The $122m acquisition was financed through NES’s $650m credit facility.
Brambles Equipment Services Inc (or BESI) has its headquarters in Detroit and includes 39 locations in 16 states and the Canadian province of Ontario. Its equipment rental portfolio has an average age of less than four years and consists of a wide range of lifting, access and other equipment for construction, maintenance and infrastructure projects. In fiscal 2001 (ended June 30), these operations generated approximately $170m in annual sales and $46m in EBITDA.
The acquisition brings together two companies built up by the same man. NES chief executive officer Kevin Rodgers became the first CEO of BESI in 1991 before quitting to set up NES in 1996.
‘We are very excited about this acquisition,’ said Rodgers. ‘It is attractive for us on a number of levels. We are gaining a significant number of very experienced and capable employees with diverse equipment rental backgrounds. It significantly increases our presence in the Midwest, giving us the critical mass necessary to enhance our profitably and returns – even based on current demand and rental rates. It gives NES a significant presence in the automotive sector, where BESI has achieved significant growth as a ‘Tier 1 Supplier’ to the ‘Big Three’ manufacturers. There is overlap in about 17 of our 35 Central Region markets.

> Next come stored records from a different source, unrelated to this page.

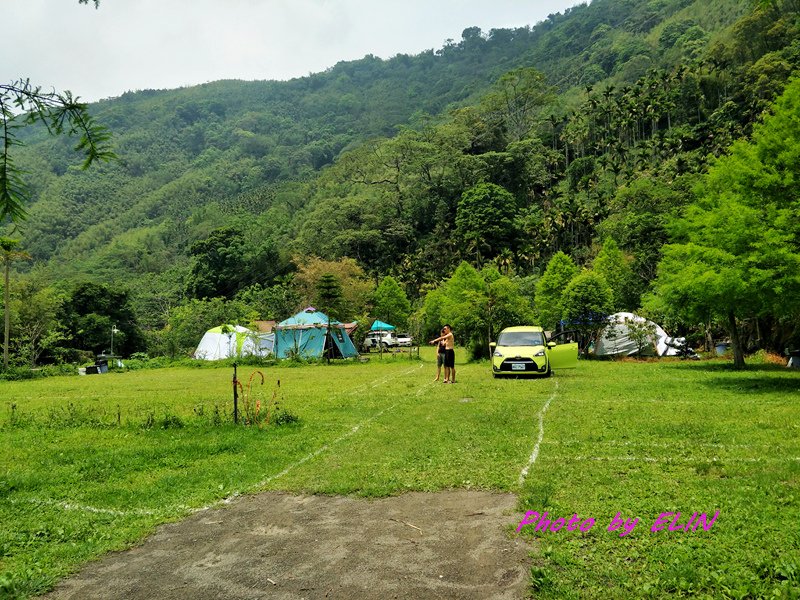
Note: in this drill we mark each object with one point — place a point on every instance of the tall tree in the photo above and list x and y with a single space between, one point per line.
738 250
390 303
8 254
485 220
550 289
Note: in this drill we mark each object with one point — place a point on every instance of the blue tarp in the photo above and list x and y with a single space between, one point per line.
381 326
303 335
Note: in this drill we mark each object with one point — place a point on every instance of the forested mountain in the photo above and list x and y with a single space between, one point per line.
504 148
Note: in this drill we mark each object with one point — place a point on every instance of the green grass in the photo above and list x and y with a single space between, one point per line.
91 464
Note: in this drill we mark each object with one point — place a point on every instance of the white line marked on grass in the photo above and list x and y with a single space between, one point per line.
228 499
316 452
85 508
669 445
535 454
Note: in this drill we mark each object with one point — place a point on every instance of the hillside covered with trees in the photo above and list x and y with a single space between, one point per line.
512 175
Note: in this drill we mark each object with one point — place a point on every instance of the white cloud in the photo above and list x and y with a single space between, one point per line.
137 44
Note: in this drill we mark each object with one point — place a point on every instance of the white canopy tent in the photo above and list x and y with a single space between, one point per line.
617 339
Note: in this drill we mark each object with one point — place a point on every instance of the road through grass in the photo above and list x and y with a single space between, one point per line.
94 463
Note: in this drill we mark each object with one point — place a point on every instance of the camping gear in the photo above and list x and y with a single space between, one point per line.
306 335
232 341
618 339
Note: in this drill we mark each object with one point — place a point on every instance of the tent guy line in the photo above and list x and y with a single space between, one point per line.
535 454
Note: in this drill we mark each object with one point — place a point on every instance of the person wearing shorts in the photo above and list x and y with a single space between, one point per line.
440 349
449 354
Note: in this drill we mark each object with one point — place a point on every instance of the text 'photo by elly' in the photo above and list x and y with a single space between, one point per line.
666 521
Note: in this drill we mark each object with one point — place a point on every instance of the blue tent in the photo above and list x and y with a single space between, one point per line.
304 335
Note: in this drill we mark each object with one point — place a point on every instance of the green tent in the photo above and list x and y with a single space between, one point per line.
381 326
305 335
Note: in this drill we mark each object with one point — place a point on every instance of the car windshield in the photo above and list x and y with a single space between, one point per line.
521 338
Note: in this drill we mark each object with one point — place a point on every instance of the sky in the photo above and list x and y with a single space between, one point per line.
129 45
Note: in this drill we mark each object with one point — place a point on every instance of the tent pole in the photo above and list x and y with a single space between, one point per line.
235 397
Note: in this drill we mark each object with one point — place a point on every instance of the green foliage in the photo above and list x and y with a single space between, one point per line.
390 303
588 300
226 262
22 104
614 267
187 323
550 288
510 145
738 253
477 305
329 295
485 220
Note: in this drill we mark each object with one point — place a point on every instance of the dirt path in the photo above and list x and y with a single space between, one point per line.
452 544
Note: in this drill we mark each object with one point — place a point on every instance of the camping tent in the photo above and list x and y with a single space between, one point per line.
305 335
230 341
617 339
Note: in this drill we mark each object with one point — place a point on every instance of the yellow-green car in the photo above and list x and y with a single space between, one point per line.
526 351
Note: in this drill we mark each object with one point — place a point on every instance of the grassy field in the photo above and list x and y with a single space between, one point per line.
91 464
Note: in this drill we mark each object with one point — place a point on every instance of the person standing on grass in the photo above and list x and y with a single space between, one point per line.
440 348
449 353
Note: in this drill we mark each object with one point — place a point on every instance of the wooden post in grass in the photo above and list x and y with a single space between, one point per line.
235 396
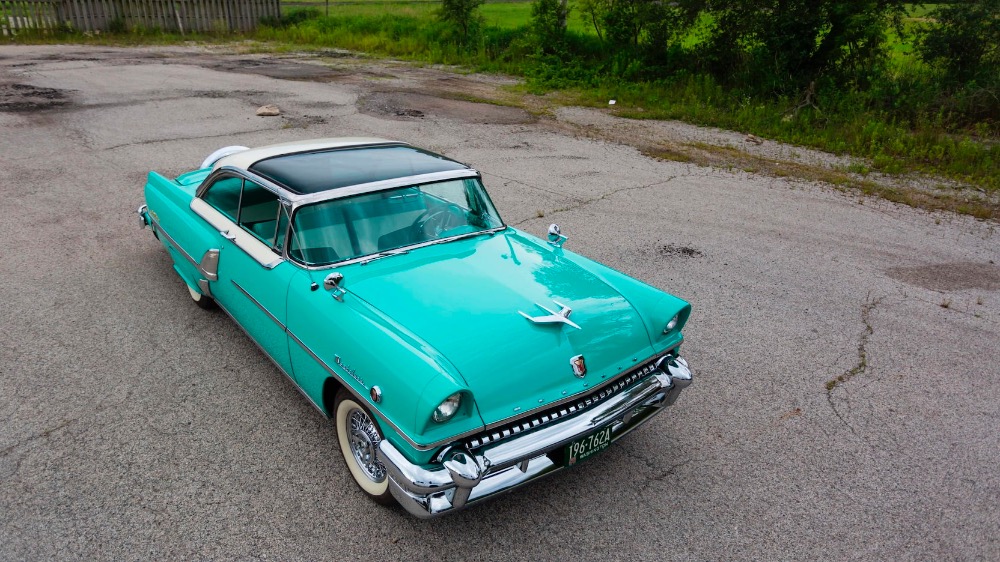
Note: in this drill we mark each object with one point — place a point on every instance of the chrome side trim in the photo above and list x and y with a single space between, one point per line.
276 364
259 305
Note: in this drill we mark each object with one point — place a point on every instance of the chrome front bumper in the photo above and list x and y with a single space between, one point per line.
466 477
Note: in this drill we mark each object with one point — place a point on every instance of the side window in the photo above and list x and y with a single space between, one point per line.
279 236
259 210
224 195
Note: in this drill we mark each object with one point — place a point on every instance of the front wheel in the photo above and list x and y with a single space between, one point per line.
359 437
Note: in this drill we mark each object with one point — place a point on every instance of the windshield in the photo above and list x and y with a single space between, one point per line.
352 227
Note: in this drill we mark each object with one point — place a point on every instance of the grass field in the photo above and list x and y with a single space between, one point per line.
897 123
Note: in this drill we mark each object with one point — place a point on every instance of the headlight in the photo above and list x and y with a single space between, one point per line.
672 324
447 409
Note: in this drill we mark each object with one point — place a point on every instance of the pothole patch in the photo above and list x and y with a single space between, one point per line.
28 98
675 251
949 276
408 105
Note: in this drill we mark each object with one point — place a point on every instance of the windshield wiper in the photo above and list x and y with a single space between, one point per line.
491 232
384 254
406 250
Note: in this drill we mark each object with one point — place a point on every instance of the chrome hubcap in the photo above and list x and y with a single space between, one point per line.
364 439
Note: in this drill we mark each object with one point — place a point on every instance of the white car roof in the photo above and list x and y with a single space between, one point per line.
246 158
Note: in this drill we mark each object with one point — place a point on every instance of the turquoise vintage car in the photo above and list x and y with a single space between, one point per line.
460 357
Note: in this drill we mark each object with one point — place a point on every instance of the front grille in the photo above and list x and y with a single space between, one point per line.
573 406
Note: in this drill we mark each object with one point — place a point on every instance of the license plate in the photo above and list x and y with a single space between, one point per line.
588 446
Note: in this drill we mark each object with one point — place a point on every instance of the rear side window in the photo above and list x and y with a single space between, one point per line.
259 212
224 195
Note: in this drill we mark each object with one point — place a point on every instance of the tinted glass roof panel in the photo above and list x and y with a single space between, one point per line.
314 172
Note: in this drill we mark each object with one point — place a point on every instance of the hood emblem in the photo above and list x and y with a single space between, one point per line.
553 317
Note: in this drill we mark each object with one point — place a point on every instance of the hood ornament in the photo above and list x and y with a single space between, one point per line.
561 317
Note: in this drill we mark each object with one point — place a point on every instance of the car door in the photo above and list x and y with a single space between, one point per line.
253 278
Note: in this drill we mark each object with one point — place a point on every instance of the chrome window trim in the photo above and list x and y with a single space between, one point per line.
297 199
400 250
392 184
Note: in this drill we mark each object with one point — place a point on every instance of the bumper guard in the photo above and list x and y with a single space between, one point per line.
467 477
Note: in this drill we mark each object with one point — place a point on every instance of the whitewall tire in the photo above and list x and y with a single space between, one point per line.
359 435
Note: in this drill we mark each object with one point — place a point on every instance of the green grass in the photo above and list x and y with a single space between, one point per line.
892 125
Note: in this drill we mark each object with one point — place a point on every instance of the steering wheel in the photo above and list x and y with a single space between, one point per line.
433 222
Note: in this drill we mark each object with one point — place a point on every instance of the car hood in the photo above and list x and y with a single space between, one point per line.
464 298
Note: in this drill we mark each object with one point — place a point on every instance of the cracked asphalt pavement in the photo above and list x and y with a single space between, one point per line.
846 350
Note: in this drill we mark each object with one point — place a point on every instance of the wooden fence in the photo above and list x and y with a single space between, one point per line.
121 15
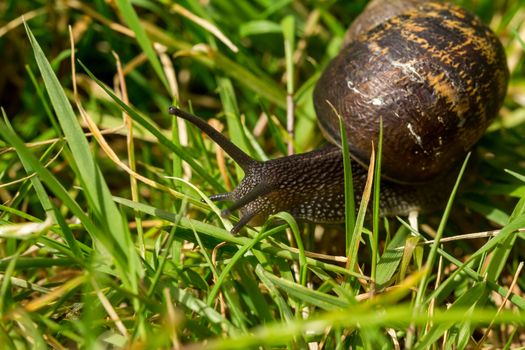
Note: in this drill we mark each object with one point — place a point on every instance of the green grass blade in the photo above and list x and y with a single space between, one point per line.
129 14
158 134
95 187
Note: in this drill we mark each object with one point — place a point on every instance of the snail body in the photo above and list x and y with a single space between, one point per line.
432 72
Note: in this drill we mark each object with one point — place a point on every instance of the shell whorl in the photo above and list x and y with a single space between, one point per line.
436 76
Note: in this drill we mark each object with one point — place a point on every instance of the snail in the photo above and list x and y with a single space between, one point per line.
431 71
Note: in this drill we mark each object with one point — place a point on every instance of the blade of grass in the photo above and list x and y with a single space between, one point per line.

‘In addition to the benefits of increased market share in those areas, we have identified about $10 million in annual cost savings that can be realised by consolidating operations and improving efficiencies. We estimate the combined operation will generate annual revenue of about $800m, which will make NES the fourth-largest company in its industry. The acquisition improves our credit by decreasing our leverage, due to purchasing the business at an attractive cash flow multiple.’
Rodgers said that the purchase also helped reduce debt. ‘Immediately prior to the acquisition, NES had $495m outstanding on its line of credit,’ he explained. ‘As a result, we exceeded our primary financial goal for the year of reducing debt by $100m – actually reaching about $102m. We were able to achieve this despite a very challenging operating environment.’
Rodgers continued: ‘We believe BESI should add $160m to 170m in annual revenues beginning next year. We also could see about a $50m increase in annual EBITDA levels, and accretion of at least 20 cents in earnings per share. As a result, even at current pricing and levels of demand for equipment rental services, we believe NES will return to profitability in 2002.”